И ещё Поляков – «наш» автор, потому что он продолжает мейнстрим русской словесности. В сжатой формуле этого главного русла – милость к падшим, вера, надежда и любовь. И последняя из них – наиглавнейшая. Именно любовь преображает отрицательных поначалу персонажей. Любовью движутся героини Полякова. И пусть поначалу это может быть ревнивое, страстное, себялюбивое чувство. Сквозь очистительный огонь саморазоблачения пройдёт эта любовь – и закалится, и преобразится. И только совсем не способные на преображение героини лишаются не только права на любовь, но даже и права на осуществлённую корысть, их главную страсть.
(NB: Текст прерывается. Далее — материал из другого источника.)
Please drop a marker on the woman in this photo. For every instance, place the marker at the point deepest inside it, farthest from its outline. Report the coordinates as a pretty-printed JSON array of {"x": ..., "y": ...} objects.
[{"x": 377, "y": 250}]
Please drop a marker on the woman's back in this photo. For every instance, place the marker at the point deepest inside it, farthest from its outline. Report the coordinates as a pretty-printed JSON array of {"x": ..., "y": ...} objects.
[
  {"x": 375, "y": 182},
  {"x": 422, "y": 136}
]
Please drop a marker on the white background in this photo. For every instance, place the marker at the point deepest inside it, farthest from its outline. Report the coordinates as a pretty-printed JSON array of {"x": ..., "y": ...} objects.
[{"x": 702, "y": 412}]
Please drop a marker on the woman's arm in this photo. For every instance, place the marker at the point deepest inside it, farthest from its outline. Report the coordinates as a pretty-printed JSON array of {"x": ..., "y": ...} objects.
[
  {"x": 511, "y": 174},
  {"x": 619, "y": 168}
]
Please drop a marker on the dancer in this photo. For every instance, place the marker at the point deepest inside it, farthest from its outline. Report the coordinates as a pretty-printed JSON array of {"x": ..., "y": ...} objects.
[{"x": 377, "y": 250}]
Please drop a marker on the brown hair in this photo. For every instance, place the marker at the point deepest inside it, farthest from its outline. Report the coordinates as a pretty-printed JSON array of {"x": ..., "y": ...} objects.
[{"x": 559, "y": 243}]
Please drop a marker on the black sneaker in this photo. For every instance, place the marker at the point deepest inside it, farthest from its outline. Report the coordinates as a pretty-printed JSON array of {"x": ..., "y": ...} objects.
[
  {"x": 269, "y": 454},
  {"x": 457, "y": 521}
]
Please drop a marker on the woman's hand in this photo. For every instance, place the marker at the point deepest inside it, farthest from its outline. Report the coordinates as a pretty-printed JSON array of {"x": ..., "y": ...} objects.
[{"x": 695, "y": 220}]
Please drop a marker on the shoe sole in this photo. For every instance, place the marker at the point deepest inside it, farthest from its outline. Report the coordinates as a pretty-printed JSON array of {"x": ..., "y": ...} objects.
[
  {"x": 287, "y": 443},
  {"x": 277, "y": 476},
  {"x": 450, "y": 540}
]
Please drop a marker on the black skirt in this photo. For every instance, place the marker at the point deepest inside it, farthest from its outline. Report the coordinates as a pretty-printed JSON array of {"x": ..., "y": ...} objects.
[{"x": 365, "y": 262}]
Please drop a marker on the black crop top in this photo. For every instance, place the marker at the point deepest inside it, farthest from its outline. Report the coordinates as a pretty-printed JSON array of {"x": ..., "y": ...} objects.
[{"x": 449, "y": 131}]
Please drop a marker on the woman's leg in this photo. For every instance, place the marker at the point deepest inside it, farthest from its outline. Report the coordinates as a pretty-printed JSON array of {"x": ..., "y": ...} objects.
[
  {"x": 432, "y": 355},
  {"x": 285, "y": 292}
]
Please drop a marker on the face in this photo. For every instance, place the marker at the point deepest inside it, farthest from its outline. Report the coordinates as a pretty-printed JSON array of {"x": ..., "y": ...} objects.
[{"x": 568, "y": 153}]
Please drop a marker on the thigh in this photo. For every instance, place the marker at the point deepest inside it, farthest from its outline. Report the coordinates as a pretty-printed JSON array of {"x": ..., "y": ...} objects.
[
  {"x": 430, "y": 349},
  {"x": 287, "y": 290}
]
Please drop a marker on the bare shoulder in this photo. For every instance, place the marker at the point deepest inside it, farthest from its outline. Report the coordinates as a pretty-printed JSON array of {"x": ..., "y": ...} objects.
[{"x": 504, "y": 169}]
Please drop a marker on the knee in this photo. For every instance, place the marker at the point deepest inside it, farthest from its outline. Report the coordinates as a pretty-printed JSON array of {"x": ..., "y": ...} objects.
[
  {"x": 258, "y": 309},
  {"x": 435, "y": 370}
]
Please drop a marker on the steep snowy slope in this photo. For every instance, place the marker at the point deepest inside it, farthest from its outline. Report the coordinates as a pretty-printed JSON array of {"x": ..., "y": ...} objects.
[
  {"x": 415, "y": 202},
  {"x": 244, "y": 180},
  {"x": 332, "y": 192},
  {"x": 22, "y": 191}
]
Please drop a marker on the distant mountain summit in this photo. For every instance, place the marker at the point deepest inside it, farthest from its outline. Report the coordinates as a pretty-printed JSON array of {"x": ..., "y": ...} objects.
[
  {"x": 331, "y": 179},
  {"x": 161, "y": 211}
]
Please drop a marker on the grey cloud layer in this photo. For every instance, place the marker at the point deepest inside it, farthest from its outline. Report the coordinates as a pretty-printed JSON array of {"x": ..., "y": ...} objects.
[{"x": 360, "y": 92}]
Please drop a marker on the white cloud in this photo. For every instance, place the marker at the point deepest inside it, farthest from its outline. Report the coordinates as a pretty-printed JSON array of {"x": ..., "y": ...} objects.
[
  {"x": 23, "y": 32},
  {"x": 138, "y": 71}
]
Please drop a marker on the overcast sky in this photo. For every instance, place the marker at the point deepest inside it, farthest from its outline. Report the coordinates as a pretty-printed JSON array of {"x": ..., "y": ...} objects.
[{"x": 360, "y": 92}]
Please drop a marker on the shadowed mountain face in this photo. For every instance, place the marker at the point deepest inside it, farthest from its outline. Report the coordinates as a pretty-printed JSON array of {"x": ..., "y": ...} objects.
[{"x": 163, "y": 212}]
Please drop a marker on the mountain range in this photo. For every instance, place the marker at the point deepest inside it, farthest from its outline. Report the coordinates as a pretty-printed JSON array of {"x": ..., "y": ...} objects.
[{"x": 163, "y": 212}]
Поляков-драматург – достойный и почти единственный продолжатель театральной традиции Зощенко и Булгакова. Его женщины грешны и преданы любви – как булгаковская Зоя Пельц. И хотя персонажи его говорят языком сегодняшней улицы, а зачастую и молодёжным сленгом, Поляков – очевидный потомок классической линии в русской драматургии. Не потому только, что смеётся над общественными язвами, как Гоголь, или умеет подмечать комическое в повседневности, в «трудовых буднях» нашего капитализма с бесчеловечным лицом – почти так, как это удавалось лишь Чехову. Пожалуй, его герои, но в большей степени героини (юная образованная переводчица, секретарша или «чужая, милая, неверная жена») – пусть не совсем достойные, но всё-таки наследницы по прямой Татьяны Лариной и Наташи Ростовой, Лизы Калитиной и Анны Карениной, Грушеньки и Аксиньи.
Самая грустная из всех трагикомедий нашей жизни у Полякова – это «Контрольный выстрел», «семейная комедия в двух актах», написанная писателем совместно со Станиславом Гово-
рухиным, который и осуществил её постановку на той же сцене горьковского МХАТа. Этой работой известный кинематографист и общественный деятель, кстати, дебютировал на сценических подмостках.
Сценически она решена в традициях русского психологического, подробного, внимательного к деталям театра, а сценографически – в духе той самой старой доброй живописно-иллюзорной декорации, мастером которой является В. Серебровский и которую пытаются исключить из современного драматического театра.